11:13 am Jun. 9, 2011
Citi Field’s first night of soccer on Tuesday seemed to occur in an alternate universe. A soccer field replaced the baseball diamond. 39, 656 fans replaced the sight of half-empty seats, and filled the stadium with the unfamiliar sound of cheering. And a game between Ecuador and Greece ended in a tie, 1-1.
It was a successful night in its own right, but also one that could affect the area’s sporting events for years to come.
Soccer should have been a perfect match for Citi Field all along, and until recently, Major League Soccer seemed determined to make it happen. The league wants to add a 20th team—a rival for the New York Red Bulls, who play in Harrison, NJ. Major League Soccer commissioner Don Garber mentioned the Wilpons as potential new owners seemingly every chance he got, and the Wilpons discussed building a soccer-specific stadium next to Citi Field.
Obviously, things have changed. As the Wilpons struggle to simply hold what they already have, investing in a new franchise—estimated by Garber to cost around $75-$100 million—doesn’t appear realistic. Nor does financing a new stadium like the one the Red Bulls have.
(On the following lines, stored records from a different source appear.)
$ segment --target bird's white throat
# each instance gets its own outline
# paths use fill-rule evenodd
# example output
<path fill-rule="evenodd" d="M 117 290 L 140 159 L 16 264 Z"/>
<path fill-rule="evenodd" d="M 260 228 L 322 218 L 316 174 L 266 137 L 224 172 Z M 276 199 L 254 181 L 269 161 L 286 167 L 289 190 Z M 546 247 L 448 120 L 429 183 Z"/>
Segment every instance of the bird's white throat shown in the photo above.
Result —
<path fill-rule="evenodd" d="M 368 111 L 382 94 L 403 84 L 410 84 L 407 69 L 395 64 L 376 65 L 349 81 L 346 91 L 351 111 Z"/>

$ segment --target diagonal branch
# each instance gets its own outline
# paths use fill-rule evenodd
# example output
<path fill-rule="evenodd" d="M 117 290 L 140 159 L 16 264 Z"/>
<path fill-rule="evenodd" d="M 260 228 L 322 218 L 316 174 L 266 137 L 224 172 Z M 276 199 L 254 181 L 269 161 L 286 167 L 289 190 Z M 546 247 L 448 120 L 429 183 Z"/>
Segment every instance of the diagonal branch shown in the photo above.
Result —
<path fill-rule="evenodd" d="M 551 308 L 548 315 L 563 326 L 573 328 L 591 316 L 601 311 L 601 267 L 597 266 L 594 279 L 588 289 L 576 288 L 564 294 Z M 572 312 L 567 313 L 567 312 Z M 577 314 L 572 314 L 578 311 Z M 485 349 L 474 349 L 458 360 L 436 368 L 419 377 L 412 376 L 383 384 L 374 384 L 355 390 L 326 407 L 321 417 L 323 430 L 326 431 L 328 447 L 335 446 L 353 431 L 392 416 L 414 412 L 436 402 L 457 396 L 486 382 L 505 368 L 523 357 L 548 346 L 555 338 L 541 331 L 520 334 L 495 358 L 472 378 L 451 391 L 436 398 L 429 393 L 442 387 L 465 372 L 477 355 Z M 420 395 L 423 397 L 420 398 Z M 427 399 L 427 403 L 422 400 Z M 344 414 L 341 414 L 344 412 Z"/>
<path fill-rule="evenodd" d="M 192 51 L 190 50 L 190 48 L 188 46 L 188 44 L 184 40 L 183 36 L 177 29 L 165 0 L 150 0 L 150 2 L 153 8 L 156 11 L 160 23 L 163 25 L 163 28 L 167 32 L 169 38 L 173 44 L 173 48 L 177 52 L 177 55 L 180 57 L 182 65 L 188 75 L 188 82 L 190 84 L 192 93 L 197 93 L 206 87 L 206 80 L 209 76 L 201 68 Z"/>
And in terms of the expansion, there are other options out there the league can consider that have nothing to do with the Wilpons or Citi Field or even New York.
Now, it’s up to the Mets’ ownership to make this thing happen. They’re the ones in need of revenue, which they could conceivably get from another team playing at Citi Field. As Mets executive vice president David Howard told the New York Times, “We’re excited about hosting events like this, but we certainly intend to make money. That’s all part of the motivation of doing events like this.”
It is possible to envision a New York team playing its games at Citi Field, especially after last night’s initial run. Howard said another “friendly” match would be announced for later this summer between a prominent European club team and one from Central America. (The announcement came shortly afterward that the match would take place on July 26, between Juventus and the Mexican team Club America.
Obviously, the dimensions of a field created for baseball are not perfectly suited for soccer, and unlike Red Bull Arena, Citi Field will never get soccer fans right down on top of the action.
At the game this week, one goal was placed in foul territory a bit beyond the third base bag, right about where David Wright made this catch back in 2009. The other goal was located out in right field, approximately on the spot where Andrew McCutchen made this catch last week.
The far sideline stretched along left field, approximately 20 feet from the wall at its closest point. That provided the fans in what are normally the worst baseball seats with the best view of the soccer match.
The real problem, from a sightline perspective, comes along the near sideline, which runs from around the spot Jose Reyes dances off third base to the right field corner. Most of the fans along the first-base line are quite removed from the action as a result—an unavoidable consequence of baseball field geometry. The tradeoff is a remarkable proximity for the fans near the right field corner to the corner of the soccer field, almost like in a European stadium.
The crowd itself certainly added to that ambience. Well over an hour before the match, huge throngs wearing the yellow of Ecuador and the white and blue of Greece gathered, though Ecuador fans seemed to outnumber the Greek supporters by roughly four to one. Songs, drums, and the ever-present vuvuzuelas made the exterior of Citi Field festive for the first time since it opened.
Inside, food and drink vendors managed to get fans back to their seats during halftime. This is a consistent problem for any soccer venue to address: how to serve a huge crowd during a short break. Unlike during a Mets game, when Citi Field’s corridors are pretty crowded no matter the inning, the walkways were empty during the match itself, then jammed at halftime. By the start of the second half, most fans had been served and returned to their seats.
The attendance of 39,656 isn’t predictive of a routine MLS turnout—friendlies usually outdraw MLS matches, in the New York area and around the country. And MLS is no closer to having a finalized ownership group in New York today than yesterday.
But as venues go, Citi Field is far superior to other converted stadiums, such as Giants Stadium or Detroit’s Ford Field, which hosted a Gold Cup match between the United States and Canada Tuesday night at the same time. (Just 28,209 showed up for that match, and the turf appeared to come apart during play.)
As time wound down in the game, and Ecuador pressured the Greece goal, the noise from the crowd demonstrated decisively that Citi Field can actually get loud, when there’s something to get excited about.